そして、今回紹介するTシャツはその三枚目のアルバムを制作した結成メンバーがイラストになってプリントされたTシャツです。
向かって左からジャック・アイアンズ、アンソニー、当時モヒカンだったフリー(このころバック・トゥ・ザ・フューチャーに出ていますね)
そして、一番右端がヒレル・スロヴァクです。
何となくピカソのゲルニカのような感じがするためか、レッチリのピカソTシャツなんて呼ばれたりする柄です。
当時モノのTシャツはもの凄く高額になっていたりします。

私の所有するモノはカナダのメーカーのプリントが入っているもので、アメリカのジャイアントというTシャツのボディよりかなり薄手でヘナヘナの生地です。なので、そんなに着用しておらず、プリントも割と綺麗に残っているほうかと思います。この80年代のカナダ製のレッチリ、ピカソTシャツは宝物の一つなので、普段は復刻プリントのものを着ています。


■後になって気づくヒレル・スロヴァクの凄さ


80年代の後半、私は音楽雑誌をあんまり読まなくなっていましたし、そうすると当時は情報源がホントに限られていたので、随分後になってから知ったのですが、私が“Up Lift Mofo Party Plan”を買った時、既にヒレル・スロヴァクは亡くなっていたのです。
ヒレルが亡くなっていたのを知ったのは1992年にでた初期のベスト盤 ”What Hits!?” を最初の2枚のアルバムの曲をCDで聴くために購入した時にライナーノーツで読んだ時だったのです。
ヒレルの死の原因は薬物の過剰摂取だったようです。
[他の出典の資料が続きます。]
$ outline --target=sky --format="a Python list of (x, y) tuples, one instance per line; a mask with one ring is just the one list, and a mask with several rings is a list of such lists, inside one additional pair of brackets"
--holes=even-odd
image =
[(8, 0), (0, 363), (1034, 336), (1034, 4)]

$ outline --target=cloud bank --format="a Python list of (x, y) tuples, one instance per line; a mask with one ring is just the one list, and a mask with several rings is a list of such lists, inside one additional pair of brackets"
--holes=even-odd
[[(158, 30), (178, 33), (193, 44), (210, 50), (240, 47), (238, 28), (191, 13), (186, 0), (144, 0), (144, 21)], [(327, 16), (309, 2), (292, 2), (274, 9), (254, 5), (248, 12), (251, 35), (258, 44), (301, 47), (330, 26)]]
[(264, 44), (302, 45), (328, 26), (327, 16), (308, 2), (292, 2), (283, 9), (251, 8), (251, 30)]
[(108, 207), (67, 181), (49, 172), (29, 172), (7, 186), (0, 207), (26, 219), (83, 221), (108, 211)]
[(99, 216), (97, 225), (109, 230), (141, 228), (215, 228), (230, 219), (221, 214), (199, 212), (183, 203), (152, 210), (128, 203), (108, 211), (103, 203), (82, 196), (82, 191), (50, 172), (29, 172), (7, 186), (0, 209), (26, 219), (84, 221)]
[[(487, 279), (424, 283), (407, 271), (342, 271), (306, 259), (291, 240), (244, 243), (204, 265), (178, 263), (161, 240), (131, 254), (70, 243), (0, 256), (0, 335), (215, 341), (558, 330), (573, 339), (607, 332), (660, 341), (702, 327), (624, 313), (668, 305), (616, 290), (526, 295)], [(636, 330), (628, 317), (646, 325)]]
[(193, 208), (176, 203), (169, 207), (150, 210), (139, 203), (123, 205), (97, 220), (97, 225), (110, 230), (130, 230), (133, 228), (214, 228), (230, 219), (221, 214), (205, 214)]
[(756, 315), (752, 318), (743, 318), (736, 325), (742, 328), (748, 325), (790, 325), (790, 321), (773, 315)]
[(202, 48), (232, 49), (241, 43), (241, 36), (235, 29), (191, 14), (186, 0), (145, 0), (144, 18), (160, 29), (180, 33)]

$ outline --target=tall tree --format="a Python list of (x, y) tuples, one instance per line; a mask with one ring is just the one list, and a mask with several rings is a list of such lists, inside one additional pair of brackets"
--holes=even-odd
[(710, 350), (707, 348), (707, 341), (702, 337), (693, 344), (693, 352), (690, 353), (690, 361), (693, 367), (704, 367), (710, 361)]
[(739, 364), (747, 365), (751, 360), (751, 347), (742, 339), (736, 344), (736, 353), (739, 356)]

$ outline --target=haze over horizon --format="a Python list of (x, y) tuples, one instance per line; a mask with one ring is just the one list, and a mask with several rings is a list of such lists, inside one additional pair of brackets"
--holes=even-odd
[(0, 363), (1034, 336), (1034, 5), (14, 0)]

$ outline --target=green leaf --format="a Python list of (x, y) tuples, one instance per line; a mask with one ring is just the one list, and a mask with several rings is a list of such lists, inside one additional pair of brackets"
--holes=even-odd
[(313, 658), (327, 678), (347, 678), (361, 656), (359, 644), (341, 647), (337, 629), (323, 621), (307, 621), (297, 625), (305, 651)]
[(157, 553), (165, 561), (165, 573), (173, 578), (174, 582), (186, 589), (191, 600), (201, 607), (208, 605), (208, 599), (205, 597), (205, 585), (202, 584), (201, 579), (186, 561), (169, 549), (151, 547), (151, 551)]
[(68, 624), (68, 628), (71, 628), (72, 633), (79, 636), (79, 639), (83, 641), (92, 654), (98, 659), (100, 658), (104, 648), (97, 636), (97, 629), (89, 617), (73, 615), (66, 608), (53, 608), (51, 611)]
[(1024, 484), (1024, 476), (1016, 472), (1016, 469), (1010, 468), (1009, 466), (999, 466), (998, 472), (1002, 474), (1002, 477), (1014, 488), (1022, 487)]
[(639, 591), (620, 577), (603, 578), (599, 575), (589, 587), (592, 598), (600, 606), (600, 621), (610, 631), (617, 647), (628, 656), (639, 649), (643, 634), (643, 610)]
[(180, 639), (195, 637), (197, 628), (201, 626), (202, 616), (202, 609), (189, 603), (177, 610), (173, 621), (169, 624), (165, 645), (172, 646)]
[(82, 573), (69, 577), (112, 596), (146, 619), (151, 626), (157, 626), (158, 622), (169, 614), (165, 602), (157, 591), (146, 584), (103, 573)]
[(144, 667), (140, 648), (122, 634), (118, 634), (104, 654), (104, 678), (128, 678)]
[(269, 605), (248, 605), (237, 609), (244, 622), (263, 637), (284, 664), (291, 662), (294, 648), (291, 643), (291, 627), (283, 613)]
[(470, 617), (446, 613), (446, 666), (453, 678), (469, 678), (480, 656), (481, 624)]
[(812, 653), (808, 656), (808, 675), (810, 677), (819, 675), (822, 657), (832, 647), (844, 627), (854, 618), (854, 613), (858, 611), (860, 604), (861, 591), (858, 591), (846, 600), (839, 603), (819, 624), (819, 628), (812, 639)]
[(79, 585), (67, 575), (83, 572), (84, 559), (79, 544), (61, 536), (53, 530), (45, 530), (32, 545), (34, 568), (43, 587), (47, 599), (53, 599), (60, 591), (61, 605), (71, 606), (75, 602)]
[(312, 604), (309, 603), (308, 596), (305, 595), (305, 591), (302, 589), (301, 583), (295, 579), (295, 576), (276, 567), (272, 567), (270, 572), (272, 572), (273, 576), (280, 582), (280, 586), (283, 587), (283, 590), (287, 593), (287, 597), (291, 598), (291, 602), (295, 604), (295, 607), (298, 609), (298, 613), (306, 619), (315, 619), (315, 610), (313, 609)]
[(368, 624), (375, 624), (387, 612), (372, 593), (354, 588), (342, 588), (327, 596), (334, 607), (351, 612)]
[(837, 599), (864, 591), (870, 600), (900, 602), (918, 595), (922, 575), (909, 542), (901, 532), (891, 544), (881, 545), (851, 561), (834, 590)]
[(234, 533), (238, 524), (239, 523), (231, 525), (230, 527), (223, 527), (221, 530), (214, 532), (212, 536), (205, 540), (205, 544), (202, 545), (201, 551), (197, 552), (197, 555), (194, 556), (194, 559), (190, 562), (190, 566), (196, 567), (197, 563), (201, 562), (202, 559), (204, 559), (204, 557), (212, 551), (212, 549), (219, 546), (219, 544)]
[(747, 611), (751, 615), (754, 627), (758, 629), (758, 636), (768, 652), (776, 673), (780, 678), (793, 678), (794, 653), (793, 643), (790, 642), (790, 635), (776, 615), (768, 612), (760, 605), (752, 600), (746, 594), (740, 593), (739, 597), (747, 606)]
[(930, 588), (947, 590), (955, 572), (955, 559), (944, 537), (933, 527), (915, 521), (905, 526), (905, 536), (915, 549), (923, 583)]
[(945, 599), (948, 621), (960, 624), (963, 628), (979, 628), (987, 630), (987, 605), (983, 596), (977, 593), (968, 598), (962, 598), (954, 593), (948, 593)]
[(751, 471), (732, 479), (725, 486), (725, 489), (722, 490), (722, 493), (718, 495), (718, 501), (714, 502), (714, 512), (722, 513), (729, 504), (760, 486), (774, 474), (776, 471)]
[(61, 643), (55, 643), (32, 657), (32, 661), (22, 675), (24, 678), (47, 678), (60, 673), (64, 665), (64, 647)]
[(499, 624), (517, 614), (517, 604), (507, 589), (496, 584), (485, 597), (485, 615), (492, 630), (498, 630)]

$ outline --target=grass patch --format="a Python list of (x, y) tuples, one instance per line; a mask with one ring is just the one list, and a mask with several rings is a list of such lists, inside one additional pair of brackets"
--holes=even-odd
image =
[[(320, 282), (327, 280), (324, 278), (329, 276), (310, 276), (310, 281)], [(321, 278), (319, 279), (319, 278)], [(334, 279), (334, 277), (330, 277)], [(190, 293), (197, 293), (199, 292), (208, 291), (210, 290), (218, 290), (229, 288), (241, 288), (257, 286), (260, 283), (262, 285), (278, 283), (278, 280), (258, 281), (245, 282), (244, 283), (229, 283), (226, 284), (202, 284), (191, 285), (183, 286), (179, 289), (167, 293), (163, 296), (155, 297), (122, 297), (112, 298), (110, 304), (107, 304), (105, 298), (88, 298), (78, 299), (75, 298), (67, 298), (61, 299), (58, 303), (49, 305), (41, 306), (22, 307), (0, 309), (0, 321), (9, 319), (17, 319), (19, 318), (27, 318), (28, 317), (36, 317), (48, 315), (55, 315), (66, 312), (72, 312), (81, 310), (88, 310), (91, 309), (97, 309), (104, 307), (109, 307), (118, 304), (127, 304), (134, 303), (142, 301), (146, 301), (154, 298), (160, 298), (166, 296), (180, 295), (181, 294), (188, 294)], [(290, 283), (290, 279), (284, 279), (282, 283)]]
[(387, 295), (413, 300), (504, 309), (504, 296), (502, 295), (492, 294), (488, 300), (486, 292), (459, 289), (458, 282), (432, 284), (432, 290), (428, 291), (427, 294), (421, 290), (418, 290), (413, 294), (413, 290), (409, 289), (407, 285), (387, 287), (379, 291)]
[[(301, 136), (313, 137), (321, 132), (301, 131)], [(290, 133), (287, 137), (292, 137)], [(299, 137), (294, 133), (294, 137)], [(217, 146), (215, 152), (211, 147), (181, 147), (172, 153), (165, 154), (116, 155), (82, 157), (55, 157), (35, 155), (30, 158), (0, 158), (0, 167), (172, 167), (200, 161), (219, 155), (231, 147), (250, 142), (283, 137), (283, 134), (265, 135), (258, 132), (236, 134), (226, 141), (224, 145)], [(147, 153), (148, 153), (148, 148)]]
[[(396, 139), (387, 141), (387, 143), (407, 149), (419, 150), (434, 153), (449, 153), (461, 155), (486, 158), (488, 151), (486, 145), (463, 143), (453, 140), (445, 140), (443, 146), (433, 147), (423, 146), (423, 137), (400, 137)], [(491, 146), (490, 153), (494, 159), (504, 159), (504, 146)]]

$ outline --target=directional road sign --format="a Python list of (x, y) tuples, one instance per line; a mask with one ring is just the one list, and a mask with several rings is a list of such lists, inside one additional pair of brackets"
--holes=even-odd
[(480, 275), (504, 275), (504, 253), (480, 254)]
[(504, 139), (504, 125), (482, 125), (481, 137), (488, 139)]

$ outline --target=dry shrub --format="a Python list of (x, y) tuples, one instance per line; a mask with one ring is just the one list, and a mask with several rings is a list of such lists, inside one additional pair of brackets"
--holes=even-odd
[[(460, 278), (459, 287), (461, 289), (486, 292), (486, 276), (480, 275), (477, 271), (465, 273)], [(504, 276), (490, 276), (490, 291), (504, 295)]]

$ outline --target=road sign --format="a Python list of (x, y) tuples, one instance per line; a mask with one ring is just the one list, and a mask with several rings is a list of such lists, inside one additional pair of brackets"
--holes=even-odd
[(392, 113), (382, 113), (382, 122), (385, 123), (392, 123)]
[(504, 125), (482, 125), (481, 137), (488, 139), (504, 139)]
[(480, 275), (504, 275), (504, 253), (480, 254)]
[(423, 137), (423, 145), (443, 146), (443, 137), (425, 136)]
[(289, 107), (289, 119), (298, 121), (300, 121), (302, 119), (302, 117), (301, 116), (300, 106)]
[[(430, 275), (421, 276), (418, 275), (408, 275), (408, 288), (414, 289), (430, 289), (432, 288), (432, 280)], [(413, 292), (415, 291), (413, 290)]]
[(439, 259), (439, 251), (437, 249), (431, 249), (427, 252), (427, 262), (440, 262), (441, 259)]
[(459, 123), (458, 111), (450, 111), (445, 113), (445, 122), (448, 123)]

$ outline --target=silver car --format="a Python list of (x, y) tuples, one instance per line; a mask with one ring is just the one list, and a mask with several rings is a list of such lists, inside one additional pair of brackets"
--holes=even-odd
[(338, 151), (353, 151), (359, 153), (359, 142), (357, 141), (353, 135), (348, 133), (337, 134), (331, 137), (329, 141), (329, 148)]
そして朋友ジャック・アイアンズもそのショックでバンドを辞めたとのことで、新しく、ドラムのチャド・スミスとギターのジョン・フルシアンテが加入していたのでした。
その時に同時に、“Mother’s Milk””Blood Sugar Sex Magic”の二枚がすごくカッコいいアルバムだとは思ったのですが、なんとなくそれまでのレッチリとは変わったなぁと感じたことの原因だったのかもと思ったのです。

はちゃめちゃで、今この時のロックという感じが無くなっているというか、裸でも局部にソックスだけというぶっ飛んだ感じではなくて、ロック的というかマッチョ的でカッコいい裸というか、グレードが上がった感じがしたのです。
子どもの落書きがちゃんとした絵画になった感じというか、それは素晴らしいことなのですが、別にレッチリじゃなくてもいいんじゃない?的な感じというか、この辺はなかなか言語化するのが難しいのですが当時はそんな感じがしたのです。
とにかく、レッチリが変わってしまっていた感とその原因がヒレルの不在だと感じたのです。
初期のベスト盤 ”What Hits!?”のジャケットにあるヒレルの姿こそが僕のレッド・ホット・チリ・ペッパーズなのです。

ということで、今回は今や世界トップクラスのロックバンド、レッド・ホット・チリ・ペッパーズのごくごく初期の頃のお話しを初期のTシャツと一緒にお話ししました。